Brown v. Pac. Mut. Life Ins. Co., 62 F.2d 711, was a suit to obtain rescission and cancellation of a policy of life and disability insurance on the ground of fraud in the application. It was held that defense to a pending law action on the policy did not afford adequate relief, as claimed, mainly because the beneficiary was not a party to that action. In Terry v. New YorkLife Ins. Co., 104 F.2d 498, cancellation was sought of the disability and double indemnity provisions of a life insurance policy on the ground of fraud. The insured had become insane and the policy provided for the payment of disability benefits to the beneficiary in that event. Relief in equity was granted largely because in a future action at law the beneficiary might not be a party. For similar holdings in similar cases seeEquitable Life Assurance Soc. v. Saftlass, 38 F. Supp. 708, and Ruhlin v. New York Life Ins. Co., 93 F.2d 416.

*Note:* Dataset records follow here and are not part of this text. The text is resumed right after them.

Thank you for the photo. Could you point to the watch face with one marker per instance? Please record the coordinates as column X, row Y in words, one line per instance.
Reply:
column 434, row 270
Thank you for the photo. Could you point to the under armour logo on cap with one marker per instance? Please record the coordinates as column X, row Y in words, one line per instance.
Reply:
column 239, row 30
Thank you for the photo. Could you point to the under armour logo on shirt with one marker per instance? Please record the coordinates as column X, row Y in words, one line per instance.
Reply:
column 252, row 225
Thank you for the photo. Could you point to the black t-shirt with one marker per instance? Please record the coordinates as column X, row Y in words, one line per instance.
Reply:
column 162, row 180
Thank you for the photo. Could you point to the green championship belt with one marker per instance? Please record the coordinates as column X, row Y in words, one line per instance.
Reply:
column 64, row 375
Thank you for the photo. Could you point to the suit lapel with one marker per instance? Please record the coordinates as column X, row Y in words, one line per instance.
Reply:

Other reasons considered by the courts in holding the remedy by defense of a legal action to be inadequate in such cases include the fact that a defense at law does not embrace the equitable relief of cancellation or surrender of the contract; that a verdict for the defendant in the law action might be rendered on a ground other than fraud, a special verdict being necessary to establish fraud, and the court might not require the jury to render a special verdict; that the trial of the law case might be delayed by one means or another until evidence had been lost or witnesses necessary to the defense had disappeared. See cases before cited; also New York Life Ins. Co. v. Steinman, 103 N.J. Eq. 403,143 A. 529. *174

In Terry v. New York Life Ins. Co., supra, it is said that it is now settled that the issue in such a case as this is not one of jurisdiction, but is one of the need and propriety of equitable relief. Where equity can give relief, plaintiff ought not to be compelled to speculate upon the chance of his obtaining relief at law. Amer. Life Ins. Co. v. Stewart,300 U.S. 203, 57 S. Ct. 377, 380, 81 L. Ed. 605, 111 A.L.R. 1268, an insurance cancellation case, quoting from Davis v. Wakelee, 156 U.S. 680,15 S. Ct. 555, 39 LEd 578.

We have considered all of the grounds upon which the plaintiff has urged the inadequacy of relief by defense of the action at law. It appears that such relief was not sufficiently prompt, certain and efficient to require it to speculate thereon and deprive it of relief in equity.

Decree overruling the defendant's demurrer affirmed.